The medical affairs experts said bias can occur for many reasons, most related to human nature:

  • Need to complete work against a critical deadline
  • Instinct to be diplomatic
  • Tendency to emphasize findings that support an accepted narrative rather than share objective signals

These things are likely to occur if information that departs from the status quo steers work in a new direction, impacting timelines and budgets.

“There are two places where bias sneaks in,” says Lance Hill, Within3 CEO. “One is when data is gathered.” In this scenario, asking the same group of KOLs the same leading questions will result in a pool of very similar answers. The second place bias can occur, says Hill, is “more insidious.”

“If I have been educating physicians on why one mechanism of action is superior, and I’m looking at a lot of data, it’s human nature to look at those data and try to find things that validate success.”

Solving for bias with AI

One way to overcome human nature? Let technology help with tasks that are particularly susceptible to bias.

“AI is not out to prove something you already know,” explains Hill. “It can surface things that you otherwise wouldn’t have seen.” Hill related a client story in which a medical affairs leader implemented AI-supported insights management to understand why adoption of the company’s flagship product had plateaued despite superior clinical results. “AI unearthed the source of the bias as the presumption of excellence in education, based on a small sample size of the same 12 experts. The bias was they had done a tremendous job at [HCP] education, and the reality was they had not.”

“It took the machine to really show them that.”

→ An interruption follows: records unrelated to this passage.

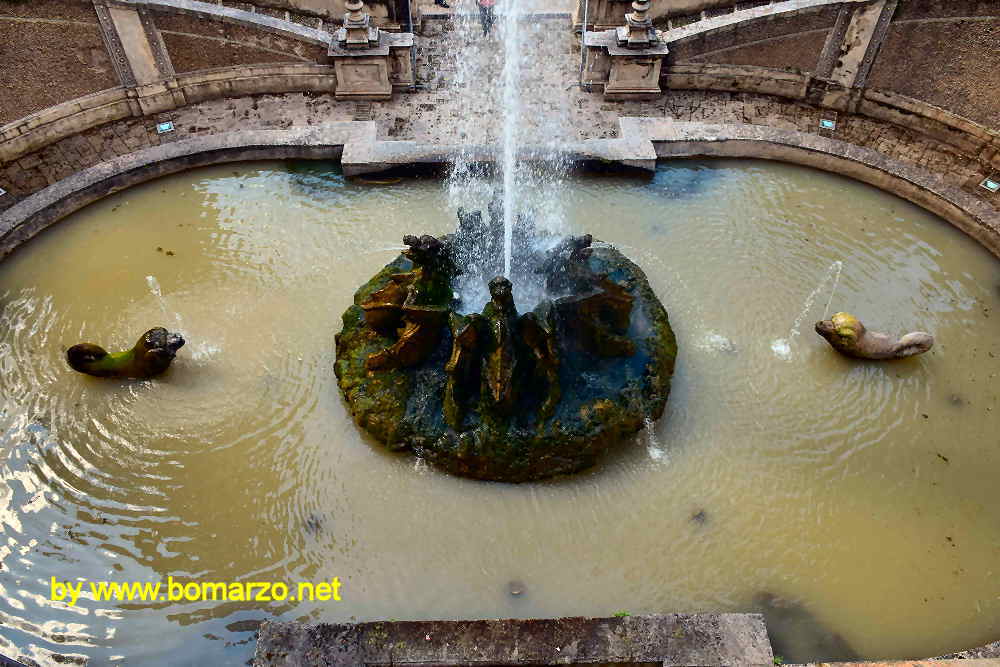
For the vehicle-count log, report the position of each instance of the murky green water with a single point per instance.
(854, 503)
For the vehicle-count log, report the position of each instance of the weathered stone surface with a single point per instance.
(673, 639)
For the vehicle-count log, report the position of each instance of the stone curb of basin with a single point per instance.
(641, 142)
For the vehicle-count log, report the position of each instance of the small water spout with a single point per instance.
(653, 448)
(157, 291)
(782, 347)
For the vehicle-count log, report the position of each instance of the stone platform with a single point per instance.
(671, 639)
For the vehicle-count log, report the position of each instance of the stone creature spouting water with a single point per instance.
(497, 394)
(849, 336)
(149, 357)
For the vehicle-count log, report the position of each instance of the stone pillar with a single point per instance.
(369, 63)
(627, 60)
(638, 31)
(359, 31)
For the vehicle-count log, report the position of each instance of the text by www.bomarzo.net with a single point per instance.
(175, 590)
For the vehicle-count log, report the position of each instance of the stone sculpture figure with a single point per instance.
(149, 357)
(414, 304)
(495, 394)
(848, 335)
(500, 357)
(538, 336)
(462, 367)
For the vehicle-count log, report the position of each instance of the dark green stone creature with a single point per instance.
(149, 357)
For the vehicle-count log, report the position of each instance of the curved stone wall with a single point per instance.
(50, 51)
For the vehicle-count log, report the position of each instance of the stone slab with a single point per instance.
(671, 639)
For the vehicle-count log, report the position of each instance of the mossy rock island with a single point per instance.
(495, 394)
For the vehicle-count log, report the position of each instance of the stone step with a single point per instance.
(639, 641)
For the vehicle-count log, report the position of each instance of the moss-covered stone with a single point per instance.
(603, 397)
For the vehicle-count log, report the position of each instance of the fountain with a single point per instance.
(499, 395)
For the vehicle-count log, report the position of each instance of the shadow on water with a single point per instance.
(315, 176)
(678, 180)
(797, 635)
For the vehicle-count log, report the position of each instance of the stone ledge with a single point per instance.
(235, 16)
(672, 639)
(965, 135)
(34, 132)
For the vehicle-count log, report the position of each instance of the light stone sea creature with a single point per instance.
(849, 336)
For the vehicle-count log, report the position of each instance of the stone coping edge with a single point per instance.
(668, 639)
(969, 137)
(641, 142)
(55, 123)
(236, 16)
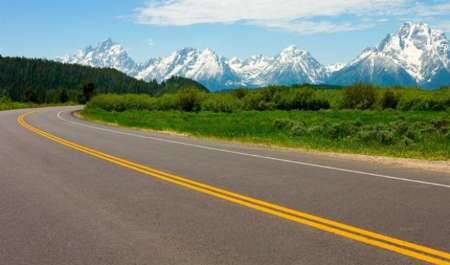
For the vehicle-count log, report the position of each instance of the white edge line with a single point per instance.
(253, 155)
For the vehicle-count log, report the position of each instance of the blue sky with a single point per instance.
(332, 30)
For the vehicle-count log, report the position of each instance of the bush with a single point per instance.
(283, 124)
(221, 103)
(298, 130)
(340, 130)
(389, 100)
(190, 99)
(359, 96)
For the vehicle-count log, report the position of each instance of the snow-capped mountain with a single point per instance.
(106, 54)
(415, 55)
(204, 66)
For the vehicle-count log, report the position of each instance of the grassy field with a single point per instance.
(7, 105)
(412, 134)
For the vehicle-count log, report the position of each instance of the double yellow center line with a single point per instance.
(405, 248)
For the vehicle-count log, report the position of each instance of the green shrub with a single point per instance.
(298, 130)
(340, 130)
(359, 96)
(389, 100)
(221, 103)
(190, 99)
(283, 124)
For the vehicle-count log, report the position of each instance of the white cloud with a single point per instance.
(301, 16)
(310, 27)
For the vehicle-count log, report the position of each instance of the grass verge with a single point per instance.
(422, 135)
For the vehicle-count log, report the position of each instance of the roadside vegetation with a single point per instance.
(358, 119)
(48, 82)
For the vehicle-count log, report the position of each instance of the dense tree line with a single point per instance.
(358, 96)
(45, 81)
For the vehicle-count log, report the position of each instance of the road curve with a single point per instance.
(73, 192)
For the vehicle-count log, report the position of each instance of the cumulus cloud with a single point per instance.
(301, 16)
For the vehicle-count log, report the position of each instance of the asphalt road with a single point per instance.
(60, 206)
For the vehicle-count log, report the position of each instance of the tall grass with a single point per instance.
(392, 133)
(359, 96)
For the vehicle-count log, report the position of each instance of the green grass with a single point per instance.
(14, 105)
(413, 134)
(6, 104)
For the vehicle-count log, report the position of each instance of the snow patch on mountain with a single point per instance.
(415, 55)
(106, 54)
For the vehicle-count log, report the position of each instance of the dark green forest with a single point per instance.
(45, 81)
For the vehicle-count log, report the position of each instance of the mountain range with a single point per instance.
(415, 55)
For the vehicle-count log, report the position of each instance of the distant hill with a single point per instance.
(40, 80)
(416, 55)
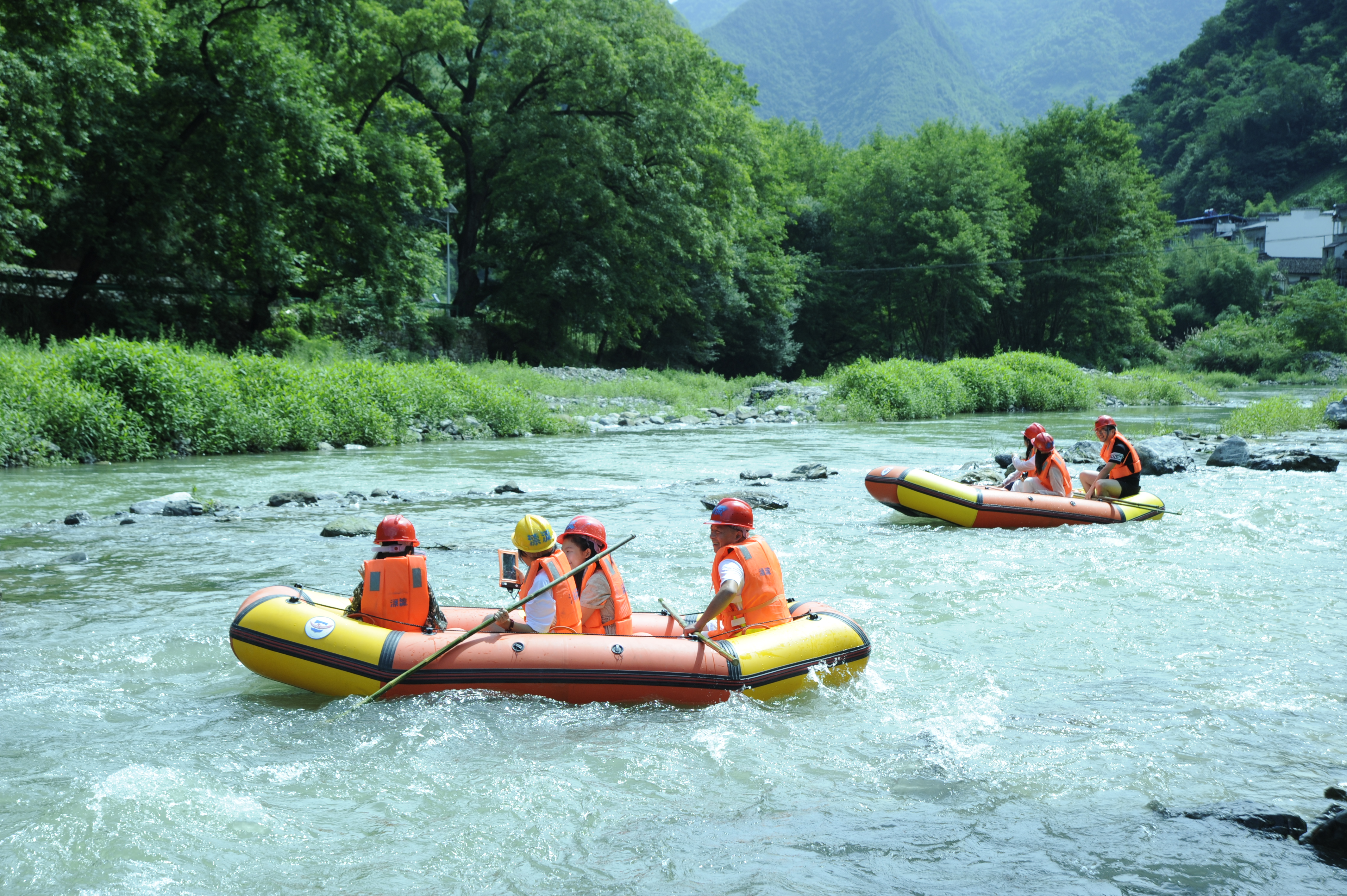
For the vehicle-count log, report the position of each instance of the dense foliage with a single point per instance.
(1257, 104)
(122, 401)
(902, 390)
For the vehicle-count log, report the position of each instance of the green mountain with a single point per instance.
(1034, 53)
(855, 65)
(704, 14)
(1257, 104)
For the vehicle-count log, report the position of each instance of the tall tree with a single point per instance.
(918, 226)
(1093, 258)
(601, 161)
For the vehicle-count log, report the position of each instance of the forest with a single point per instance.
(273, 176)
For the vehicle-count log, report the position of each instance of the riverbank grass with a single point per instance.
(1279, 414)
(124, 401)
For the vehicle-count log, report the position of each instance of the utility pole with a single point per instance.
(449, 257)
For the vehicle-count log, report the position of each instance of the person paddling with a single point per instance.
(745, 575)
(1050, 472)
(604, 606)
(1024, 467)
(1121, 472)
(560, 610)
(394, 589)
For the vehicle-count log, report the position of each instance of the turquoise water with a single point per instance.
(1031, 699)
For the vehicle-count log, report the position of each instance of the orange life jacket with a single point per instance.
(761, 604)
(1046, 473)
(567, 620)
(397, 593)
(1131, 460)
(622, 623)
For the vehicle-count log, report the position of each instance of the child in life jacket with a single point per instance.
(394, 589)
(745, 576)
(557, 611)
(1050, 472)
(604, 606)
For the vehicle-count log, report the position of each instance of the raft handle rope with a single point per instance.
(479, 628)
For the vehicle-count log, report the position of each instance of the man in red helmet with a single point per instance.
(1121, 472)
(394, 589)
(745, 575)
(604, 606)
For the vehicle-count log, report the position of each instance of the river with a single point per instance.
(1032, 699)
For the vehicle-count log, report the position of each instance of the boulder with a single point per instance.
(758, 501)
(1233, 452)
(1252, 817)
(182, 508)
(155, 506)
(349, 527)
(1337, 414)
(813, 471)
(1082, 452)
(286, 498)
(1163, 456)
(1299, 460)
(1330, 837)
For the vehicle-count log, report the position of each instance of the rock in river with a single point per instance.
(349, 527)
(155, 506)
(1163, 456)
(1233, 452)
(1330, 837)
(758, 501)
(286, 498)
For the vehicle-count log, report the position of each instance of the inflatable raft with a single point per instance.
(920, 494)
(304, 638)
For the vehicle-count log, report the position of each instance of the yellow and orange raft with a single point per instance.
(920, 494)
(304, 638)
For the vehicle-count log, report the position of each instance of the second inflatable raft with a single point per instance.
(919, 494)
(304, 638)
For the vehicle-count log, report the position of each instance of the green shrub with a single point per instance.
(1243, 345)
(902, 390)
(1280, 414)
(123, 401)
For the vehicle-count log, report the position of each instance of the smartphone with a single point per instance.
(508, 568)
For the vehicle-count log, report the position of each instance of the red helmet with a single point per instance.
(732, 511)
(397, 529)
(589, 527)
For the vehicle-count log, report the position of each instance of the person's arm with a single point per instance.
(732, 584)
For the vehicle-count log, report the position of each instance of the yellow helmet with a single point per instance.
(534, 534)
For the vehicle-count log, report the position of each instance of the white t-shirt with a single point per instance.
(542, 611)
(730, 572)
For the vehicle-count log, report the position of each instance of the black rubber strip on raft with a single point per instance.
(900, 482)
(390, 650)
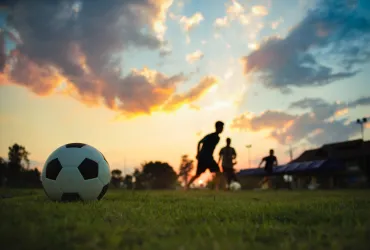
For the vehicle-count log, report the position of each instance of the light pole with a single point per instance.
(249, 146)
(362, 122)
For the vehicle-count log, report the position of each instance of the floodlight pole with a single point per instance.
(249, 146)
(362, 122)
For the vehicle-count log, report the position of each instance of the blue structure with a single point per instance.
(307, 167)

Like humans, AI has limitations

Because AI-assisted analysis is less biased, it can surface knowledge gaps more clearly, or more quickly, than human analysis might. What it cannot do is fix systemic issues in how data is being generated.

“If we’re still enrolling non-diverse populations in studies, AI analysis is not going to help,” says Hill. Here again, AI may be able to solve for a tricky problem. “There are a lot of companies focusing on how to use these tools to optimize diversity within clinical programs, and how to accelerate the outcomes.”

Using the right AI and working with data scientists can also help ensure that AI does not introduce or amplify bias. “We know that whether it is social media or any data, especially historical data, generative AI can amplify bias,” says Neeraj Goel Mittal, Global Head of Data, Analytics & AI, GSK. “We need to be careful and observe…and affirm that these [models] are not biased and are fair for everybody.”